Третью часть открывает затейливый праздник, организованный женой губернатора в пользу бедных гувернанток. Программа начинается с «литературного утра», где с чтениями выступает один знаменитый писатель-эмигрант, прозрачная пародия на Тургенева: «Сижу вот уже седьмой год в Карльсруэ. И когда прошлого года городским советом положено было проложить новую водосточную трубу, то я почувствовал в своем сердце, что этот карльсруйский водосточный вопрос милее и дороже для меня всех вопросов моего милого отечества». Петр со своей пятичленной ячейкой саботируют праздник, заполнив зал пьяницами и преступниками и читая вслух крайне оскорбительные стихи о гувернантках. Нарастающую суматоху смогло остановить лишь известие об очередном ужасном поджоге: юродивая хромоножка Марья с братом-алкоголиком заживо сгорели в своем доме.
Все сразу подозревают Ставрогина: дескать, он решил убрать Марью с дороги, дабы жениться на красавице-наследнице Лизе. На самом же деле пожар устроил беглый каторжник Федька, думая, будто выполняет заказ Ставрогина. Ставрогин догадывался о намерениях каторжника, но ничего не предпринял. Между тем Лиза, зная, что ее любовь к Ставрогину безответна, тем не менее с ним переспала. Он признает, что «погубил ее, не любя», но говорит, что она, быть может, его «последняя надежда», и предлагает вместе уехать в Швейцарию. Лиза отвечает отказом. Услыхав о пожаре, она в ужасе бросается на место преступления, где уже собралась толпа. Виня Лизу в поджоге – «Мало что убьют, глядеть придут!», – толпа забивает ее насмерть.
На следующий день после праздника Петр убеждает членов своей ячейки, что Шатов замышляет предательство и что ему нужно заткнуть рот любой ценой. Затем он подбивает Кириллова, который по-прежнему обдумывает спасительное для человечества самоубийство, оставить записку с признанием в ликвидации Шатова: поскольку Кириллов все равно уже будет мертв, то какая разница? Шатова убивают, а тело топят в озере. Кириллов подписывает ложное признание и стреляется.
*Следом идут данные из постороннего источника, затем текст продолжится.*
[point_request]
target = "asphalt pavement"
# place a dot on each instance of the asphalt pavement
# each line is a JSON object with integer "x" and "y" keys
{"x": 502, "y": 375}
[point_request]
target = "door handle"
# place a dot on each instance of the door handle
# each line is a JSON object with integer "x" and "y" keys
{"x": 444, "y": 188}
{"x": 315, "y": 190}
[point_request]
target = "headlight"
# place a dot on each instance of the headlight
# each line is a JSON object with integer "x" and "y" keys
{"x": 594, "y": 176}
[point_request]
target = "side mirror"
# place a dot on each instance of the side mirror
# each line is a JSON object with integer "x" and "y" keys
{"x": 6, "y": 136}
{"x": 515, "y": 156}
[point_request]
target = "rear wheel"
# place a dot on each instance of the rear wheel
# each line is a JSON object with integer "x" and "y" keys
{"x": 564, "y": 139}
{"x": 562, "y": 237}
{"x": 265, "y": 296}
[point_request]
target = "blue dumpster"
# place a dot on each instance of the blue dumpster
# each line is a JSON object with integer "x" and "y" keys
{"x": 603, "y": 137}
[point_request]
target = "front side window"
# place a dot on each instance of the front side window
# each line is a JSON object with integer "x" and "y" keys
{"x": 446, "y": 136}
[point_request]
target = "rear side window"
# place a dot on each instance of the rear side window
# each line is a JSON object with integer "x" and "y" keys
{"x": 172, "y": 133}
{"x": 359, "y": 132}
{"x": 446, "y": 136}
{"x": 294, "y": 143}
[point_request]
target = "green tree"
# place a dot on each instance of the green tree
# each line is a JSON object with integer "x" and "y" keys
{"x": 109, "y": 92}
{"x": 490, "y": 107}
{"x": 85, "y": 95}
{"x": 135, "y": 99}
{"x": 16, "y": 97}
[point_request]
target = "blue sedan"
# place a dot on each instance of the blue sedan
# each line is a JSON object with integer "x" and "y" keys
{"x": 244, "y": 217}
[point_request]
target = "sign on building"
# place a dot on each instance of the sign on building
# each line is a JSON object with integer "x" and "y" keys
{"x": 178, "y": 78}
В заключительных главах романа Степан Трофимович в ужасе от деяний сына и бывших учеников пешком уходит прочь из города, знакомится в деревне с продавщицей библий, снимает комнату в избе и сваливается в горячке. В бреду просит прочесть ему из Луки о ces cochons, и чтение приводит его в нездоровое волнение. «Бесы, выходящие из больного», говорит он, – это накопившиеся «язвы» и «миазмы», которые вышли из России; а свиньи, в которых они вошли, – это не кто иной, как «мы, мы и те, и Петруша et les autres avec lui, и я, может быть, первый, во главе, и мы бросимся, безумные и взбесившиеся, со скалы в море и все потонем». Излив из себя эту идею, он умирает. Варвара Петровна забирает тело и хоронит на погосте в своем имении.
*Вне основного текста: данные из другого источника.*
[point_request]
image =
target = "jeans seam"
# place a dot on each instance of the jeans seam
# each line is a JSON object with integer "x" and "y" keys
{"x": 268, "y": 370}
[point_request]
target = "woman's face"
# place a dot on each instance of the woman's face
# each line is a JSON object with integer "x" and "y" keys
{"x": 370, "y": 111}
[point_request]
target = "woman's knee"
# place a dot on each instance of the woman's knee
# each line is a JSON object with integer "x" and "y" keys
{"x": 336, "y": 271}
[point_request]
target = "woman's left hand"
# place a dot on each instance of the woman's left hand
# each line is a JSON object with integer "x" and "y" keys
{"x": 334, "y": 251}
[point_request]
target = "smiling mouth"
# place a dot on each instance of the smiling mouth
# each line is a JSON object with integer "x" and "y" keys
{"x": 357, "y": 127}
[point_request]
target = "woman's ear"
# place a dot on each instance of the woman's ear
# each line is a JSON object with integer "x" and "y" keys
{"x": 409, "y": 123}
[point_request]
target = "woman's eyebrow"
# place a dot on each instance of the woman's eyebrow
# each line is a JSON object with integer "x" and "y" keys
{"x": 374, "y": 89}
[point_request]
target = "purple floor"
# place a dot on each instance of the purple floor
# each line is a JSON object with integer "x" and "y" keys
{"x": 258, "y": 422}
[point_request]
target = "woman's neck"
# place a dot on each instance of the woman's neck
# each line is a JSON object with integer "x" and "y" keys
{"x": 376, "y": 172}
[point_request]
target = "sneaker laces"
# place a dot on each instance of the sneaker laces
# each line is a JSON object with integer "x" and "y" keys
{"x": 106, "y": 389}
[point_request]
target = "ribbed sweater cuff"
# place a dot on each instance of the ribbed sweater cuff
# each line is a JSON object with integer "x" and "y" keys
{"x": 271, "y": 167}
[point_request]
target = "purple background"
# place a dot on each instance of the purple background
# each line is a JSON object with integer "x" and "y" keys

Тем временем в городе один из террористов признается в соучастии в убийстве Шатова, и всех пятерых членов ячейки арестовывают. (Только Петру, который сбегает в Петербург, удается уйти от правосудия.) Ставрогин пишет Дарье, приглашая ее ехать с ним в Швейцарию и быть ему «сиделкой». «То, что я зову вас к себе, есть ужасная низость, – пишет он. – Вникните тоже, что я вас не жалею, коли зову, и не уважаю, коли жду. А между тем и зову, и жду». Дарья бросается к нему, но уже поздно. Ставрогин повесился в светелке, оставив записку: «Никого не винить, я сам».
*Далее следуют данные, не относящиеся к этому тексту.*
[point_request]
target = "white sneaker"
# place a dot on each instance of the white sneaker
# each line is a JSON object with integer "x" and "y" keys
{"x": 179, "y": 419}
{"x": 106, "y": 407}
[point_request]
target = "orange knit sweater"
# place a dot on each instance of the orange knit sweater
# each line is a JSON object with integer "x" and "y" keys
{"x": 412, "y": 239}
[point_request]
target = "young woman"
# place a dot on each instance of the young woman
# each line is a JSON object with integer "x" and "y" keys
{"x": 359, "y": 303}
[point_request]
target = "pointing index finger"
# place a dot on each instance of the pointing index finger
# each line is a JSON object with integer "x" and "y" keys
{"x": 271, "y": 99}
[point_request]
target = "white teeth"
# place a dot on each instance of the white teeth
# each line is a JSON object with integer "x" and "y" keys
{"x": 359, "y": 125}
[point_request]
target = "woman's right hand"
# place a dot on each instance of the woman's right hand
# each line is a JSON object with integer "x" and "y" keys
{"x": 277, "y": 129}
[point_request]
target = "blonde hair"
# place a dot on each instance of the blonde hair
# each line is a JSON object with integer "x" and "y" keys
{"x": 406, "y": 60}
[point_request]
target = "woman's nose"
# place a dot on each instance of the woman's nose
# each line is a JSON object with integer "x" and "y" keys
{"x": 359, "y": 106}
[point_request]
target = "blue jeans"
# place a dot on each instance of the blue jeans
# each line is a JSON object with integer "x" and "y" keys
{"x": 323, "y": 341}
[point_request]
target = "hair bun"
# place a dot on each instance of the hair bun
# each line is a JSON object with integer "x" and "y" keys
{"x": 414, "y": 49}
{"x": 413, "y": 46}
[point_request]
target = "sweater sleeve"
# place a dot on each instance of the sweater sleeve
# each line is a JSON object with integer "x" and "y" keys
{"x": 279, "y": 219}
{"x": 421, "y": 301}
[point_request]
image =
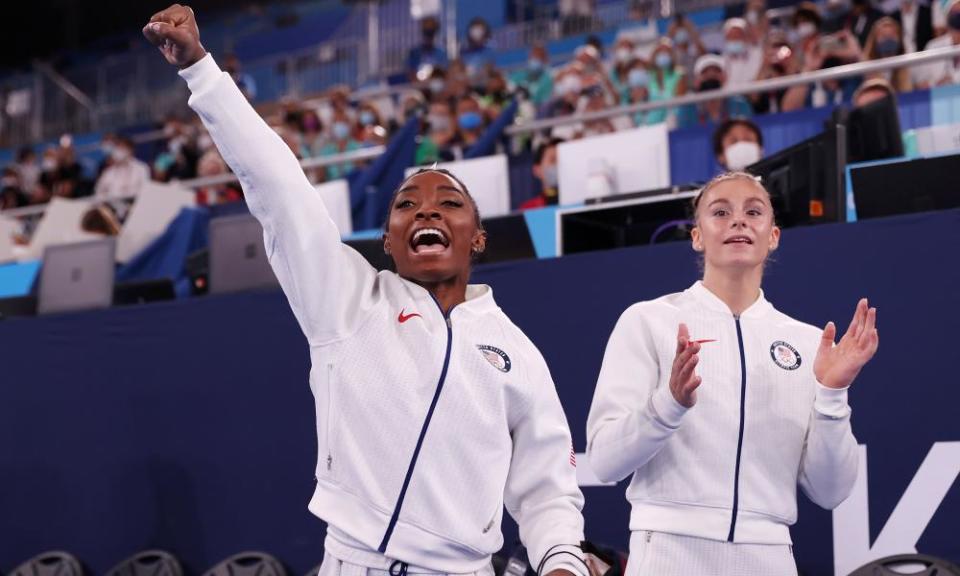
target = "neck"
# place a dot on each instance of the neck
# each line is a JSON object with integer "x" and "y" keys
{"x": 448, "y": 292}
{"x": 737, "y": 289}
Вот, собственно, и вся история (если не считать изъятую редакторами главу, где Ставрогин признается в совращении двенадцатилетней девочки и доведении ее до самоубийства; бытуют разные мнения о том, насколько эта информация улучшает или ухудшает роман). Вы так и не узнаете, в чем же было дело со Ставрогиным, почему он обладал таким влиянием. Разные персонажи просто как бы мимоходом заявляют о своей одержимости. Объясняя свою теорию трансформации человека в бога через самоубийство, Кириллов загадочно добавляет: «Вспомните, что вы значили в моей жизни, Ставрогин». В разгар своей горячечной тирады о теле Христовом и славянофильстве Шатов восклицает: «Ставрогин, для чего я осужден в вас верить во веки веков?» Даже Петр, кукловод, который столь проворно и бесстрастно манипулирует людьми, неотступно преследует Ставрогина с твердым намерением затянуть его в свой круг хоть подкупом, хоть шантажом.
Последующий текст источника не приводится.